What I saw in the figures from Henk's Pub Med extract was that in recent years (2002 to 2006) there has been an "exact correlation" of GS between biopsy and RP of 75% over all. That looks good to me because a man can fairly safely say that if he is diagnosed with PC at a certain GS then that is most likely what he has. Then he can go on to take Henk's advice and WW until he either does or does not get symptoms. Or he can go on to one of the treatments we all know about.
Terry's example of how a pathologist would feel if he took a flight knowing that the pilot only had a 25% success rate in landing, is not quite fair in this case. If a pilot only had that chance of landing safely, the patient would stand a good chance of dying on touch down.
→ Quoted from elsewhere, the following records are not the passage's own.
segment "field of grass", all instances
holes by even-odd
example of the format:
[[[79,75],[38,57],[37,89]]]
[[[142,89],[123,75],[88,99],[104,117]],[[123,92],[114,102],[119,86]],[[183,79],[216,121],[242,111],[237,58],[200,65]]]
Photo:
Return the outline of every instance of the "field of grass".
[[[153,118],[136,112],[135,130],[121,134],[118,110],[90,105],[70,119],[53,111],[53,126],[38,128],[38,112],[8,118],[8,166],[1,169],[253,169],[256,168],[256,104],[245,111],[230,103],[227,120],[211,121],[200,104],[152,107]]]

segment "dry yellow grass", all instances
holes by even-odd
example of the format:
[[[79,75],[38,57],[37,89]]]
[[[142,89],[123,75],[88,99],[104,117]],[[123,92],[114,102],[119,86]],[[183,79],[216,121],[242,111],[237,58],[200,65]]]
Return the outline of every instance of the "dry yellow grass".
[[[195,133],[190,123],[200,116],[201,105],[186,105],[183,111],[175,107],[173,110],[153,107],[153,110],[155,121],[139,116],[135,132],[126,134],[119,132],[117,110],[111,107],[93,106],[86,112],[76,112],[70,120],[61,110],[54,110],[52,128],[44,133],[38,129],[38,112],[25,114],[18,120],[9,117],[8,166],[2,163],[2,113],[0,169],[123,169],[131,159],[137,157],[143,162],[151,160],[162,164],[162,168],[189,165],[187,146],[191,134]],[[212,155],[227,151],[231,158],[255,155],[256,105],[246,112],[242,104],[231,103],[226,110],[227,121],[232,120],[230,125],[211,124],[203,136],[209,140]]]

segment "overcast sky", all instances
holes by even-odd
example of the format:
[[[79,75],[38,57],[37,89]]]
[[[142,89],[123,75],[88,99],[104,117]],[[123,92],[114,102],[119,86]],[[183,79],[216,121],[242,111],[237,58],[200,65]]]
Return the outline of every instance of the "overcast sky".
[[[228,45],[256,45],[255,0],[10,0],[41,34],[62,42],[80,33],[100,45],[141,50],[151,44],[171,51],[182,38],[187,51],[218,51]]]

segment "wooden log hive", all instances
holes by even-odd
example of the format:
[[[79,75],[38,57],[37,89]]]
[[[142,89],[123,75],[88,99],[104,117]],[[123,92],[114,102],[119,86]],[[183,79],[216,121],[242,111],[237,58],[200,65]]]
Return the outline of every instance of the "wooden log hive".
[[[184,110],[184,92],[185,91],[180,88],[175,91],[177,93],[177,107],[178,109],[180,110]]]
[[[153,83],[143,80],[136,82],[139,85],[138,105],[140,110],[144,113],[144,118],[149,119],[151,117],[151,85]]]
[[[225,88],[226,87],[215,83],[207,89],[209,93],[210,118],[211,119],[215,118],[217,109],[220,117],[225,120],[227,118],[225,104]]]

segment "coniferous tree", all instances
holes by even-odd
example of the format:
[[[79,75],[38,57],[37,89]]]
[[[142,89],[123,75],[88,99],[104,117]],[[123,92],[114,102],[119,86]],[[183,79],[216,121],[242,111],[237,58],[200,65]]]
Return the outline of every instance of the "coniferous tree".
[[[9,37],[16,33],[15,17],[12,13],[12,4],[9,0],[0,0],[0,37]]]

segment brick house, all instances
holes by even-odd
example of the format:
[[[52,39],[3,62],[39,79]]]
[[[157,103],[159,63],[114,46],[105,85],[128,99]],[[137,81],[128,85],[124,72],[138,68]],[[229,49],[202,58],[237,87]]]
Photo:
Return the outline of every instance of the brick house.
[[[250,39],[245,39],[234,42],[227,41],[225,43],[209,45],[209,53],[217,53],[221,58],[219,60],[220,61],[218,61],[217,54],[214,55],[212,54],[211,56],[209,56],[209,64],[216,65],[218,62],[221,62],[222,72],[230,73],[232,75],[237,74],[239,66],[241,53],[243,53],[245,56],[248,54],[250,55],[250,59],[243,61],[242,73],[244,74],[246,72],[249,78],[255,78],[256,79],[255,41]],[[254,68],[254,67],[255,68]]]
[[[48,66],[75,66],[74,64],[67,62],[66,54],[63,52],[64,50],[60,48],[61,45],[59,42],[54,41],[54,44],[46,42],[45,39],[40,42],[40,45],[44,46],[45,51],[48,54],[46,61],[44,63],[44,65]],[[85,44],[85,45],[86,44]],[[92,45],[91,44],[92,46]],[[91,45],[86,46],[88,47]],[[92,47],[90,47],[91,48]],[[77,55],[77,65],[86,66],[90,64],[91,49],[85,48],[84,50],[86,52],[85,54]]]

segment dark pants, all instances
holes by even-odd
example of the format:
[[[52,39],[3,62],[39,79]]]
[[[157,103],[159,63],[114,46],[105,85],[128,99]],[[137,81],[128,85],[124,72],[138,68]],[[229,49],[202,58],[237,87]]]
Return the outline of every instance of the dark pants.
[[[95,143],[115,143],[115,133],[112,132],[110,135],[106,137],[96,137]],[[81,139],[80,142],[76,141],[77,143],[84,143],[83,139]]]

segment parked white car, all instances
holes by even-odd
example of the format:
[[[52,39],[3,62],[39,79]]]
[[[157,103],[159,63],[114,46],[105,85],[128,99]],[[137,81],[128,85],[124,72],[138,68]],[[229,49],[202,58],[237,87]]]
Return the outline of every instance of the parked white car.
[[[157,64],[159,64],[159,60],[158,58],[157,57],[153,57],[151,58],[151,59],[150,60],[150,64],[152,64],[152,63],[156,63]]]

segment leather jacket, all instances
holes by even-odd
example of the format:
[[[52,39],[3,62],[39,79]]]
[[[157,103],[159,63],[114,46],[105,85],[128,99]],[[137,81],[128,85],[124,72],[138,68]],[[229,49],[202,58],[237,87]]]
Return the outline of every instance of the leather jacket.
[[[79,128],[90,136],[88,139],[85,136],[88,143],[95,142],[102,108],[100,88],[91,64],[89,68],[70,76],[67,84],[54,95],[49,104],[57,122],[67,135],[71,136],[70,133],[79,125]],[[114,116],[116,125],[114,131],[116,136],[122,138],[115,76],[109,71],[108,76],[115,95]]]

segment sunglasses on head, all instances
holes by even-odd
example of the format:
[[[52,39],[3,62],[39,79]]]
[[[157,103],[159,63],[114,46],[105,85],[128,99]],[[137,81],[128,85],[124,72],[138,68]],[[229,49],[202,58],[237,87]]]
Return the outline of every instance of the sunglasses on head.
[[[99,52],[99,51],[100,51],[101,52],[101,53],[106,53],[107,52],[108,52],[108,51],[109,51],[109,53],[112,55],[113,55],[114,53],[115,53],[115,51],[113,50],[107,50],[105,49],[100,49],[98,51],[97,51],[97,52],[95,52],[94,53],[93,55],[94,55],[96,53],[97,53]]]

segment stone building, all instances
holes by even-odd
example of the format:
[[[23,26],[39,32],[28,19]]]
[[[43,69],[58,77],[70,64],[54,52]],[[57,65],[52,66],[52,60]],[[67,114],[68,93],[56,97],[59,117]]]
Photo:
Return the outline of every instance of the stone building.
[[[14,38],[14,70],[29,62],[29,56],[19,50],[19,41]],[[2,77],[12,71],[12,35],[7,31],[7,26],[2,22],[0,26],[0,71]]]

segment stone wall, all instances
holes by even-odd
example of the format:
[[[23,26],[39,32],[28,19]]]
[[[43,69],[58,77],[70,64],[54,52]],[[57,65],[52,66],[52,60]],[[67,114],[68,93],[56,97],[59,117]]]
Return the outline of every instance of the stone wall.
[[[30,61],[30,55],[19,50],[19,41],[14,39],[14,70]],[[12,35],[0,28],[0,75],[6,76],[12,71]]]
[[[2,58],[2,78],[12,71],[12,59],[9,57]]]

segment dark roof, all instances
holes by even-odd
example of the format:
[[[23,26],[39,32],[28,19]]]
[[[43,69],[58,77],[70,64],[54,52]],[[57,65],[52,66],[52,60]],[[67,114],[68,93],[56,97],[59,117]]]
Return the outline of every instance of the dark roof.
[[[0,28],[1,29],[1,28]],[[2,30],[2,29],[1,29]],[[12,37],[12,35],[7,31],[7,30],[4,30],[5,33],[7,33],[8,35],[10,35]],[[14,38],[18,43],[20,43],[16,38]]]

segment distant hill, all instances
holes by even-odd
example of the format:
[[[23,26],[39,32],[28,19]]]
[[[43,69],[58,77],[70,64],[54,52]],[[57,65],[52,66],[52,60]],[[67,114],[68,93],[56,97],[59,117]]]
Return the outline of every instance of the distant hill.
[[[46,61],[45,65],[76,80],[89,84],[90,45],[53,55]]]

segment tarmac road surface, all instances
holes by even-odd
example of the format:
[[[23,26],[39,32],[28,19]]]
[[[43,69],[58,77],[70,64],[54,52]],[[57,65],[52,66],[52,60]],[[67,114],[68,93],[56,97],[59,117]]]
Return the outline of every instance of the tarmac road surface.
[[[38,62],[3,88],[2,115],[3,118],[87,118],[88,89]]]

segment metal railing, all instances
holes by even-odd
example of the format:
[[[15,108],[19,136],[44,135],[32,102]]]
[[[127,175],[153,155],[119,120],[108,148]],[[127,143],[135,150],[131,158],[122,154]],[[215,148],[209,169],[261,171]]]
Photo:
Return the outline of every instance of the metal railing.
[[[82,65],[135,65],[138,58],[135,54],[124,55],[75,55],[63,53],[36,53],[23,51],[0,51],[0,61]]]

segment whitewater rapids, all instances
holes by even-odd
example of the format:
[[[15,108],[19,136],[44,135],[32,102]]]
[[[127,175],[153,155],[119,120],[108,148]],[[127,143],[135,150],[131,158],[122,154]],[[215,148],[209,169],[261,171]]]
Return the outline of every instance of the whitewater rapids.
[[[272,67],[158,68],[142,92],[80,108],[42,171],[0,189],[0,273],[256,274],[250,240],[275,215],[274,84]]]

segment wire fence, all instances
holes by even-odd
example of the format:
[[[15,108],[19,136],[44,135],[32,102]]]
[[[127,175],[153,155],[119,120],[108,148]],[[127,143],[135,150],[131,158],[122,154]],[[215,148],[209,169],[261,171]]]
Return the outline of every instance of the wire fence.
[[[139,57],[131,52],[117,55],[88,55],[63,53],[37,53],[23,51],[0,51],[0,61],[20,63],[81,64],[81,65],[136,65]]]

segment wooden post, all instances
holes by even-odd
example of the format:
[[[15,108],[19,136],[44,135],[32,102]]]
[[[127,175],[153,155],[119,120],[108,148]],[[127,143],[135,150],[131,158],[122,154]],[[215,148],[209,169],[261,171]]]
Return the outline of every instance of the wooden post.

However a 25% error in GS between biopsy and RP is not likely to kill the patient, but it will give him a 75% chance of deciding on an appropriate course of action.
In relation to our recent discussion with California David, the Pub Med piece says that undergrading was more likely in GS 6 or less (35%). In the document Terry linked to they refer to the advisability (in a slightly different context, it is true) of having different pathologists review specimens.
So my point here is that biopsy GS grades ARE sufficient to be a guide to action (especially when coupled with percentages of numbers of needles involved). It may be however that the action we should be guided to is more Active Surveillance than surgery or radiation, whereas most of us - me included - possibly come off AS too soon.
Like I say I am not too good with these statistical things so I would be very grateful if one of you could point out what I may be missing here.